Overview

mcp‑rquest is a Model Context Protocol (MCP) server that equips Claude and other large language models with realistic, full‑featured HTTP request capabilities. By leveraging the rquest library, it emulates a modern web browser’s network stack—including accurate TLS handshakes and JA3/JA4 fingerprints—so that models can interact with sites that enforce strict anti‑bot checks. This makes it possible to fetch dynamic content, submit forms, and navigate web pages in a way that feels native to the target server, while still keeping all operations under the control of an AI workflow.

The core value proposition is two‑fold. First, developers can expose any HTTP endpoint as a tool that the model can invoke on demand, eliminating manual API wrappers or custom client code. Second, mcp‑rquest automatically transforms complex payloads into formats that are easier for LLMs to consume. HTML responses are converted to Markdown, PDFs are rendered into clean text via the Marker library, and large binary blobs are stored safely in temporary files with token‑aware streaming.
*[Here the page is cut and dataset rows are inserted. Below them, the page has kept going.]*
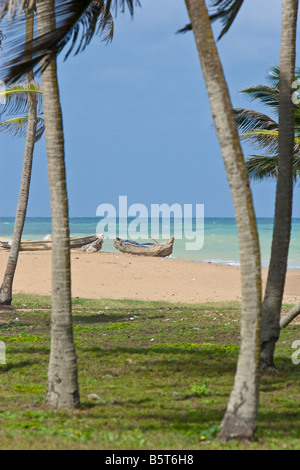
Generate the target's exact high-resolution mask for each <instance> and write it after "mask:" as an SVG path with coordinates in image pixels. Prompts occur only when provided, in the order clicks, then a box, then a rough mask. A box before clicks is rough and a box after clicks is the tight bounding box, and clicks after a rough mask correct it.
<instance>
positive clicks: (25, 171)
mask: <svg viewBox="0 0 300 470" xmlns="http://www.w3.org/2000/svg"><path fill="white" fill-rule="evenodd" d="M33 26H34V11H33V10H31V11H29V12H28V13H27V18H26V39H27V40H28V41H30V40H31V39H32V38H33ZM26 80H27V82H28V83H32V82H33V81H34V76H33V73H32V72H29V73H27V74H26ZM36 127H37V99H36V96H35V94H29V96H28V128H27V133H26V144H25V152H24V159H23V169H22V177H21V185H20V193H19V199H18V205H17V212H16V218H15V224H14V232H13V237H12V245H11V250H10V253H9V258H8V262H7V266H6V270H5V274H4V278H3V282H2V286H1V288H0V305H11V302H12V288H13V281H14V275H15V272H16V267H17V263H18V258H19V250H20V243H21V239H22V233H23V228H24V223H25V218H26V212H27V205H28V198H29V188H30V181H31V170H32V160H33V152H34V144H35V137H36Z"/></svg>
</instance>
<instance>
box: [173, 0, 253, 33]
mask: <svg viewBox="0 0 300 470" xmlns="http://www.w3.org/2000/svg"><path fill="white" fill-rule="evenodd" d="M243 1H244V0H210V4H211V7H212V10H213V11H212V12H210V20H211V21H216V20H221V23H222V24H223V29H222V31H221V33H220V35H219V37H218V41H219V40H220V39H221V38H222V37H223V36H224V34H226V33H227V31H228V30H229V28H230V27H231V25H232V23H233V22H234V20H235V18H236V16H237V14H238V12H239V10H240V8H241V6H242V4H243ZM191 30H192V25H191V24H190V23H189V24H187V25H186V26H184V27H183V28H181V29H179V30H178V31H177V33H186V32H187V31H191Z"/></svg>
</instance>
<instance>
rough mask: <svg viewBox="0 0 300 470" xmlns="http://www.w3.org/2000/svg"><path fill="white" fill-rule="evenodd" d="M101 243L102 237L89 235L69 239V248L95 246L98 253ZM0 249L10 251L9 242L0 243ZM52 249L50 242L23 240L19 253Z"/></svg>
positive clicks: (9, 241)
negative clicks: (19, 251)
mask: <svg viewBox="0 0 300 470" xmlns="http://www.w3.org/2000/svg"><path fill="white" fill-rule="evenodd" d="M102 243H103V235H102V234H101V235H89V236H87V237H79V238H70V248H71V249H73V248H83V247H88V246H90V245H93V244H96V245H97V248H98V250H97V251H100V250H101V248H102ZM0 247H2V248H4V249H6V250H10V247H11V240H10V241H9V242H3V241H0ZM51 249H52V240H48V239H47V240H23V241H22V242H21V245H20V251H45V250H51Z"/></svg>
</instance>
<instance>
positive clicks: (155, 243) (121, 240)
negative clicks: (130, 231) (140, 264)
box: [114, 237, 175, 257]
mask: <svg viewBox="0 0 300 470" xmlns="http://www.w3.org/2000/svg"><path fill="white" fill-rule="evenodd" d="M174 241H175V238H174V237H172V238H170V239H169V240H166V241H165V242H162V243H137V242H134V241H131V240H123V239H121V238H115V240H114V247H115V248H116V249H117V250H118V251H121V252H122V253H129V254H131V255H141V256H159V257H164V256H169V255H170V254H171V253H172V251H173V245H174Z"/></svg>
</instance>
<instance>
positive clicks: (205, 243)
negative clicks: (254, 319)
mask: <svg viewBox="0 0 300 470" xmlns="http://www.w3.org/2000/svg"><path fill="white" fill-rule="evenodd" d="M98 222H99V219H98V218H79V217H78V218H76V217H74V218H71V219H70V231H71V236H73V237H80V236H83V235H90V234H94V233H97V224H98ZM130 222H131V221H130V220H128V224H130ZM147 222H148V221H145V224H147ZM145 224H141V233H143V232H142V230H143V228H144V229H145V227H146V225H145ZM176 224H177V222H176V220H175V222H174V220H173V221H171V224H170V231H171V236H172V235H173V233H174V230H176ZM13 225H14V218H12V217H0V239H1V238H7V237H9V238H10V237H11V236H12V233H13ZM119 225H120V226H121V225H122V224H121V223H120V224H119V223H118V221H117V230H118V228H119ZM149 227H150V221H149ZM193 227H194V228H195V221H193ZM123 228H124V227H123ZM272 230H273V219H267V218H265V219H264V218H260V219H258V231H259V238H260V247H261V258H262V266H263V267H268V264H269V257H270V250H271V239H272ZM102 231H103V230H102ZM50 233H51V219H50V218H30V217H29V218H27V220H26V223H25V227H24V233H23V238H24V239H31V240H41V239H43V238H44V237H45V236H46V235H47V234H50ZM144 233H147V232H144ZM149 233H151V232H149ZM160 233H161V230H160ZM117 234H118V232H117ZM175 235H176V233H175ZM153 238H155V239H156V240H158V241H162V237H161V236H159V233H157V234H154V235H153ZM175 238H176V239H175V244H174V249H173V254H172V257H174V258H180V259H188V260H193V261H207V262H208V261H211V262H215V263H221V264H231V265H238V264H239V249H238V239H237V228H236V223H235V219H233V218H232V219H231V218H208V217H207V218H205V220H204V244H203V247H202V248H201V249H200V250H192V251H190V250H187V249H186V242H187V240H186V239H185V238H184V236H182V238H181V239H180V237H175ZM137 241H138V242H142V241H147V242H151V240H150V239H149V237H148V236H147V235H145V236H144V237H143V238H141V240H137ZM102 250H103V251H110V252H115V251H116V250H115V248H114V246H113V240H112V239H109V238H107V239H105V241H104V244H103V248H102ZM288 267H289V269H300V219H293V223H292V235H291V244H290V251H289V261H288Z"/></svg>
This streamlines downstream reasoning, summarization, or data extraction tasks that would otherwise require additional preprocessing steps.

Key capabilities include:

• Comprehensive HTTP support: All standard methods (GET, POST, PUT, DELETE, PATCH, HEAD, OPTIONS, TRACE) are available as dedicated tools with fine‑grained control over headers, cookies, redirects, query strings, and payload types (JSON, form data, multipart).
• Browser‑level fingerprinting: TLS and HTTP/2 fingerprints mirror popular browsers, helping bypass CAPTCHAs and rate limits without compromising security.
• Content handling pipelines: Automatic detection of large responses triggers token‑based streaming; HTML and PDF conversions happen on demand, producing clean Markdown ready for LLM ingestion.
• Authentication flexibility: Basic, bearer, and custom auth schemes are supported out of the box.
• Stateful PDF processing: Tools to monitor and restart the internal Marker model loading process ensure reliable conversion even after long sessions.

Typical use cases span web scraping, data collection from protected APIs, and automated browsing for content extraction. For example, a developer can build an assistant that queries a news website, fetches the article HTML, converts it to Markdown, and then asks the model to summarize or answer questions about the content—all within a single MCP workflow. Similarly, PDFs from research repositories can be retrieved and rendered into text without manual downloads or conversions.

Integration is straightforward: the server exposes a set of named tools that Claude can call via the MCP interface. Each tool corresponds to an HTTP operation or a post‑processing step, and the model can chain them together declaratively. Because the server handles all networking intricacies—including SSL, redirects, and content‑type detection—developers can focus on higher‑level logic while the assistant manages reliable, browser‑style communication with external resources.